Путь к излечению начался в 1949 г., когда англичанка Мэри Джонс принесла свою 17-месячную дочь Шейлу в детскую больницу в Бирмингеме. Шейла не могла стоять и даже сидеть и не интересовалась окружающим миром. Один из врачей больницы, Хорст Биккель, обследовал Шейлу и сообщил матери, что у ребенка фенилкетонурия. «Ее мать совершенно не впечатлилась, когда я с гордостью показал ей свою восхитительную бумажку с хроматограммой, на которой было очень четкое пятно фенилаланина из мочи ее дочери, доказывающее диагноз»[322].
Джонс хотела знать, что Биккель собирается делать после того, как определил болезнь Шейлы. Биккель объяснил, что ничего сделать нельзя.
Джонс не приняла его ответ. Она вернулась на следующее утро с настойчивой просьбой помочь. Когда Биккель снова отказал, Джонс начала приходить каждое утро с одной и той же просьбой.
«Она была очень расстроена и не принимала во внимание, что тогда не было известно лечения ФКУ, – рассказывал Биккель. – Мог ли я помочь?»
В то время у Биккеля было мало оснований считать, что он сможет. Лайонел Пенроуз уже попробовал разработать диету для больных фенилкетонурией, но без каких-либо видимых результатов. Пенроуз был убежден, что умственная отсталость не возникает из-за неспособности организма перерабатывать фенилаланин. Он полагал, что, напротив, оба симптома имеют одинаковую причину. Диета вылечила бы отсталость с такой же вероятностью, с какой очки помогли бы старику избавиться от морщин.
Но мать Шейлы была до такой степени настойчива, что Биккель решил поговорить с несколькими коллегами о диете при ФКУ. Он узнал, что лондонский биохимик Луис Вольф уже придумал, какой приготовить бульон, чтобы он мог обеспечить белком людей с ФКУ, не отравляя их фенилаланином. Когда Вольф предложил кормить этим бульоном пациентов в больнице Грейт-Ормонд-Стрит, его начальник сказал, что в его рабочие обязанности не входят безумные методы лечения неизлечимых заболеваний. Вольф дал свой рецепт Биккелю; тот последовал указаниям лондонского коллеги и работал в лаборатории с пониженной температурой – чтобы смесь не испортилась.

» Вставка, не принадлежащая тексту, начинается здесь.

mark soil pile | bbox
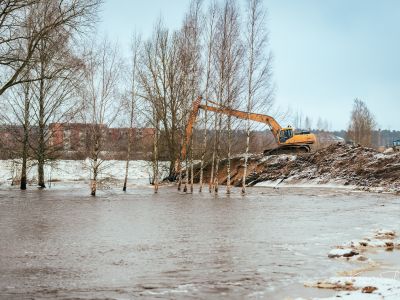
[197,143,400,192]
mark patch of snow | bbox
[306,277,400,300]
[0,159,169,185]
[328,248,359,258]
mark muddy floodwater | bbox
[0,185,400,299]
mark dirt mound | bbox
[195,143,400,192]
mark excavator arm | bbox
[181,97,282,160]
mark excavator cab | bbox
[279,127,293,144]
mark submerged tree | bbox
[81,40,123,196]
[122,34,141,192]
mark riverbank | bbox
[0,186,400,300]
[194,143,400,193]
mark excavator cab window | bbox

В конце концов Биккель приготовил достаточные запасы бульона для Шейлы. Он проинструктировал Джонс, что девочка не должна есть ничего другого. К счастью, уровень фенилаланина в крови Шейлы упал и не поднялся обратно – в отличие от того, что наблюдалось в экспериментах Пенроуза за 15 лет до этого. Появились даже признаки улучшения состояния мозга. Через несколько месяцев она начала сидеть, затем стоять, затем ходить с поддержкой. Даже ее затхлый запах исчез. Но когда Биккель рассказал об этом своим коллегам по больнице, его подняли на смех. Они были уверены, что Шейла поправилась только благодаря дополнительному вниманию, которое ей оказывали. Биккель решил, что есть только один способ убедить их: отменить Шейле диету.

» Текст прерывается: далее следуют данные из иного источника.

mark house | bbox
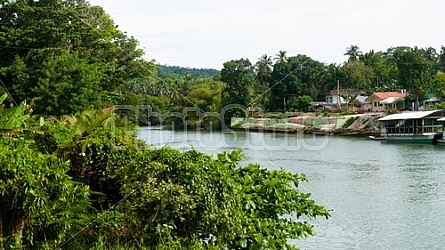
[366,92,406,112]
[325,89,361,108]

Не говоря Джонс, Биккель тайно добавил в состав бульона фенилаланин. Уже на второй день измененной диеты состояние Шейлы начало ухудшаться. Еще через некоторое время она перестала улыбаться, смотреть в глаза и даже ходить. Биккель и его сотрудники рассказали Джонс о секретной манипуляции и вернули девочке диету с низким содержанием фенилаланина. Хотя произошедшие с Шейлой изменения были достаточным доказательством для Биккеля, он не думал, что они убедят его скептически настроенных коллег. Он получил от Джонс разрешение поместить Шейлу в стационар и вернуть в ее диету фенилаланин. На этот раз Биккель фиксировал ухудшение ее состояния на кинопленке – снимая немое кино[323].